Two-loop $\mathcal{N}=2$ SQCD amplitudes with external matter from iterated cuts
Gregor Kälin, Gustav Mogull, Alexander Ochirov
TL;DR
We develop an iterative method to construct four-dimensional generalized unitarity cuts in N=2 SQCD, producing rung-rule–like rules that assemble cuts to all loop orders for four-point, massless MHV amplitudes including external matter. By enforcing color–kinematics duality, we obtain complete four-point two-loop integrands and explore their extensions to external matter, with checks via six-dimensional lifts to capture regularization-dependent pieces. The results demonstrate a chiral, infrared-finite structure in many sectors and reveal close connections to loop-level BCFW-type local integrands, suggesting a path toward higher-loop calculations in QCD-like theories.
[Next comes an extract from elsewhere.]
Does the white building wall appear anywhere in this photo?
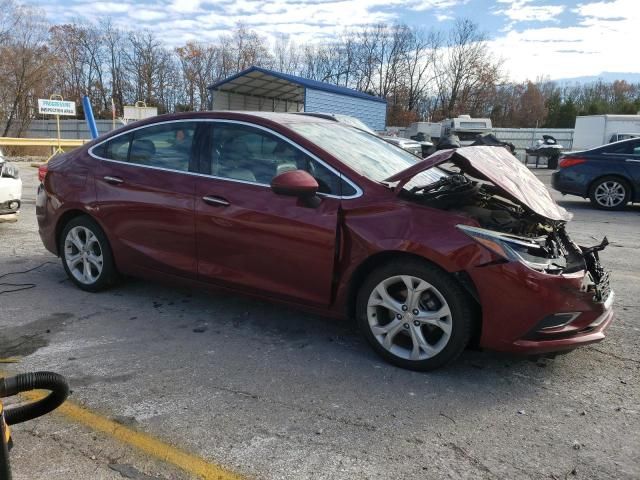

The work highlights both the power and limitations of color-dual representations in less-than-maximal supersymmetry and points to future directions in three-loop SQCD, non-planar extensions, and deeper IR analyses compatible with dimensional regularization.
Abstract
We develop an iterative method for constructing four-dimensional generalized unitarity cuts in $\mathcal{N} = 2$ supersymmetric Yang-Mills (SYM) theory coupled to fundamental matter hypermultiplets ($\mathcal{N} = 2$ SQCD). For iterated two-particle cuts,specifically those involving only four-point amplitudes, this implies simple diagrammatic rules for assembling the cuts to any loop order, reminiscent of the rung rule in $\mathcal{N} = 4$ SYM. By identifying physical poles, the construction simplifies the task of extracting complete integrands. In combination with the duality between color and kinematics we construct all four-point massless MHV-sector scattering amplitudes up to two loops in $\mathcal{N} = 2$ SQCD, including those with matter on external legs. Our results reveal chiral infrared-finite integrands closely related to those found using loop-level BCFW recursion. The integrands are valid in $D\leq 6$ dimensions with external states in a four-dimensional subspace; the upper bound is dictated by our use of six-dimensional chiral $\mathcal{N} = (1,0)$ SYM as a means of dimensionally regulating loop integrals.